Dr. Öğretim Üyesi Barış Önen Ünsalver, “Stoklama felaketleştirme ve aşırı önlem alma stratejilerinin sonucudur ve sonuçta
gerçekten ihtiyacı olanların ürünlere ulaşmasını engelleyeceği için topluma zarar vericidir” dedi.
Üsküdar Üniversitesi’nden yapılan açıklamada, yeni tip koronavirüs (Kovid-19) salgınıyla artış gösteren stokçuluğa ilişkin görüşlerine yer verilen Üsküdar Üniversitesi NP Feneryolu Tıp Merkezi Psikiyatri Uzmanı ve Dr. Öğretim Üyesi Barış Önen Ünsalver, stoklama eğiliminin kıtlığa karşı bir korunma amacı taşıdığını ifade etti.

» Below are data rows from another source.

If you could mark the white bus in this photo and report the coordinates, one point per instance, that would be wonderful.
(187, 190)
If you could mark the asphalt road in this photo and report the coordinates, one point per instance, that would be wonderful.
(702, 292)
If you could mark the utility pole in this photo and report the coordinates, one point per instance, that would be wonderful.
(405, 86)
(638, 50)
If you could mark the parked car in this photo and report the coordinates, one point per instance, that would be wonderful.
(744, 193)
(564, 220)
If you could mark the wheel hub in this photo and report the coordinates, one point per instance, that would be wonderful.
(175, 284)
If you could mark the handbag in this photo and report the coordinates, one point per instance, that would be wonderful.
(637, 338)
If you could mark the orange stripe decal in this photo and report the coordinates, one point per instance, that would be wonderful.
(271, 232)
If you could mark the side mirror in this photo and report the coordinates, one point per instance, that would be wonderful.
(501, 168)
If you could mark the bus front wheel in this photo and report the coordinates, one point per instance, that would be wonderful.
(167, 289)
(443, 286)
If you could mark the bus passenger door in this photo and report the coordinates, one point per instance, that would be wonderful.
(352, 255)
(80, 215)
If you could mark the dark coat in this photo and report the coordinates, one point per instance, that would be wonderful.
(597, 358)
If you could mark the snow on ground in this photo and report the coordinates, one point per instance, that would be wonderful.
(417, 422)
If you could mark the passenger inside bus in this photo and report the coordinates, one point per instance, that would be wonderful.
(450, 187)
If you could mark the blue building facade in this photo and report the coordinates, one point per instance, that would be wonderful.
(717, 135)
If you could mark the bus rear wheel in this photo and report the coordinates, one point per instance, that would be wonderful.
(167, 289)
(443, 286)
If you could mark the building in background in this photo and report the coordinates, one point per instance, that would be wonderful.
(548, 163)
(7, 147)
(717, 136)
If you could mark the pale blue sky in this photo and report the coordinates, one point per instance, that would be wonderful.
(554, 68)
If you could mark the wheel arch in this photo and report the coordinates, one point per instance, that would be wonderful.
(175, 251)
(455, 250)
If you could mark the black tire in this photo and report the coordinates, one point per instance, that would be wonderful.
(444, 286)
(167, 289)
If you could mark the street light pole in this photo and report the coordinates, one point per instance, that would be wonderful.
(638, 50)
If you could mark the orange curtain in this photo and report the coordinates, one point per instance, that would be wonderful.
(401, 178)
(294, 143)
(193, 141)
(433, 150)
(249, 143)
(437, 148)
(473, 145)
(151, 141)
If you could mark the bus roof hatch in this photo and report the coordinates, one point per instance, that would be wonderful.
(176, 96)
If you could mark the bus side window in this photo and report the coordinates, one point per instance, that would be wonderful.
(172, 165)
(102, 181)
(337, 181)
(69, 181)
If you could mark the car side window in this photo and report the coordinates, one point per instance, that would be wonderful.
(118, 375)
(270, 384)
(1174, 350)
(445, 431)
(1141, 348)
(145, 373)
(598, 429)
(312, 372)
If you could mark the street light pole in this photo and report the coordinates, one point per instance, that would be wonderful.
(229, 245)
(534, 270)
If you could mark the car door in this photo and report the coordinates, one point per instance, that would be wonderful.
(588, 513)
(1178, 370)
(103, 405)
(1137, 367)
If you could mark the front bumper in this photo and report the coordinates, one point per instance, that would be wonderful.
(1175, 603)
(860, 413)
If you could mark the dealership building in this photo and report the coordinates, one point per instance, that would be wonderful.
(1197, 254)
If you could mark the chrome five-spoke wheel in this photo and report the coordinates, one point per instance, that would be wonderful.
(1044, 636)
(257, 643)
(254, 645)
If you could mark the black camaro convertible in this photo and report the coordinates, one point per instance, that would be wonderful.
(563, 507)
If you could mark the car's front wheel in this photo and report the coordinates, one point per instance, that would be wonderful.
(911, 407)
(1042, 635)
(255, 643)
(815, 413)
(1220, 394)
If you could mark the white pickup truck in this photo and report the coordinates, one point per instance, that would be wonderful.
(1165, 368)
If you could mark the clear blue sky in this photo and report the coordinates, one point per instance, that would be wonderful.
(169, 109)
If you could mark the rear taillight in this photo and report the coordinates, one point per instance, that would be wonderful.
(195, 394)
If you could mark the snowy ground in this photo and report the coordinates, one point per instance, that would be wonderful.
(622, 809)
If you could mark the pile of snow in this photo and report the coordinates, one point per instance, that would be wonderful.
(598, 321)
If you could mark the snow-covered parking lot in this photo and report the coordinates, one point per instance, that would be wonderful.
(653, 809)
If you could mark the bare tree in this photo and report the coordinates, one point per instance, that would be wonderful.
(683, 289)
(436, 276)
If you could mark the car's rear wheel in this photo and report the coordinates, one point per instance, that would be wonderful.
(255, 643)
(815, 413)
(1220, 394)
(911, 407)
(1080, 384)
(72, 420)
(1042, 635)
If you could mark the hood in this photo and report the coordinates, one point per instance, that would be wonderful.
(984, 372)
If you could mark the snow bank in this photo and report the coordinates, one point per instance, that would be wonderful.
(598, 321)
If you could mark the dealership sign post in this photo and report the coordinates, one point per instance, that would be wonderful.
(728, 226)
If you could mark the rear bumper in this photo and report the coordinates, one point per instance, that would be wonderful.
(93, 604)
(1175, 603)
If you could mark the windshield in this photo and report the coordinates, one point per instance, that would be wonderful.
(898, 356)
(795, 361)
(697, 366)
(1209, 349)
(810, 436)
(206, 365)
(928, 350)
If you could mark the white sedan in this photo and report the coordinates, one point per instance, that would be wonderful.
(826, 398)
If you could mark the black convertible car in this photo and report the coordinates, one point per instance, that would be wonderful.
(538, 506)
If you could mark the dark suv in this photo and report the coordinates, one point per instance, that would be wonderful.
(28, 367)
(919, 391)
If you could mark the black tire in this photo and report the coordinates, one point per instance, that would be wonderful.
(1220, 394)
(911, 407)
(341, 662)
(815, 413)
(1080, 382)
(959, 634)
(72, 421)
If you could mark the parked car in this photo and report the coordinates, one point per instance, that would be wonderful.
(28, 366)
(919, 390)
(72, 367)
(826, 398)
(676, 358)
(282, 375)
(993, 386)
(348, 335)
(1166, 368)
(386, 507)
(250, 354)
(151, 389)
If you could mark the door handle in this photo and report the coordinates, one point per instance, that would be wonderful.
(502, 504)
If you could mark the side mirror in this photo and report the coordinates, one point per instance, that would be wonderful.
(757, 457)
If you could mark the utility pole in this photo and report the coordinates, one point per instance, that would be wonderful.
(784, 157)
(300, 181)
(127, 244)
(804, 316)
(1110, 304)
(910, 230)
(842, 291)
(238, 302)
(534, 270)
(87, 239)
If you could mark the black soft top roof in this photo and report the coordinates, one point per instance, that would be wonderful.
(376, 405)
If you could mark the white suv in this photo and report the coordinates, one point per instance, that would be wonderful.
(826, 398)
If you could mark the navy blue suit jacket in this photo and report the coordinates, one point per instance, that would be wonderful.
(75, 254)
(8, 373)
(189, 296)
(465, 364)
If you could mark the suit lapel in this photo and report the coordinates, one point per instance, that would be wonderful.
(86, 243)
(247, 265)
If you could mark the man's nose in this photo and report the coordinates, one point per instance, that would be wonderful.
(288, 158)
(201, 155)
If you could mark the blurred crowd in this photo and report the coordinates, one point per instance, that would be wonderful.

Her şeyin belirsiz ve hızlı ilerlediği koronavirüs gündeminde insanların bir kısmının, “kıtlık yaşanacak ve hiçbir şey yürümeyecek” algısında olduğunu aktaran Ünsalver, şunları kaydetti, “Bu sürecin nasıl ilerleyeceğini bilmiyoruz, ama tüm kaynakların yok olması ya da insanların açlıktan ölmesi gibi felâketler yaşanmayacağını öngörebiliriz. Temel gıda malzemelerinde bir eksiklik olmayacaktır. Lüks tüketim mallarına ithalat engelleri sebebiyle ulaşılamayabilir. İçinde bulunduğumuz durum hiçbir şekilde stokçuluğu gerektirmiyor. Stoklama felâketleştirme ve aşırı tedsir alma stratejilerinin sonucudur ve sonuçta gerçekten ihtiyacı olanların ürünlere ulaşmasını engelleyeceği için topluma zarar vericidir.”
Sakinleşmenin en temel yolu
İhtiyaç sahibi olan kişilerin kullanması gereken ilâçları stoklamanın zarar verici sonuçlarına dikkati çeken Ünsalver, “Bu kişileri tedavisiz bırakırsanız insanların hastalıkları alevlenecek ve bu durumda âcil hastalar ve muhtemel koronavirüs vak’aları için ayrılması gereken yataklar diğer hastalarca kullanılacaktır.” ifadesini kullandı. Ülsalver, koronavirüs salgınının bazı şahıslarda yoğun panik duygusu oluşturduğuna işaret ederek, şu tavsiyelerde bulundu, “Birbirimizi sakinleştirmenin en temel yolu, gerekli önlemleri aldığımızı birbirimize göstermemiz olabilir. Örneğin kalabalıklara girmeyerek, gerekli hijyen kurallarına dikkat ederek, sağlıklı beslenmeye özen göstererek sevdiklerimizi rahatlatıp onları da benzer davranışlara teşvik edebiliriz. Sosyal mesafe konulmuşsa da birbirimize telefon, sosyal medya, e-mail üzerinden ulaşabiliriz. Arayıp sorabiliriz. Sevdiklerimizin kaygılarını dinleyebiliriz.”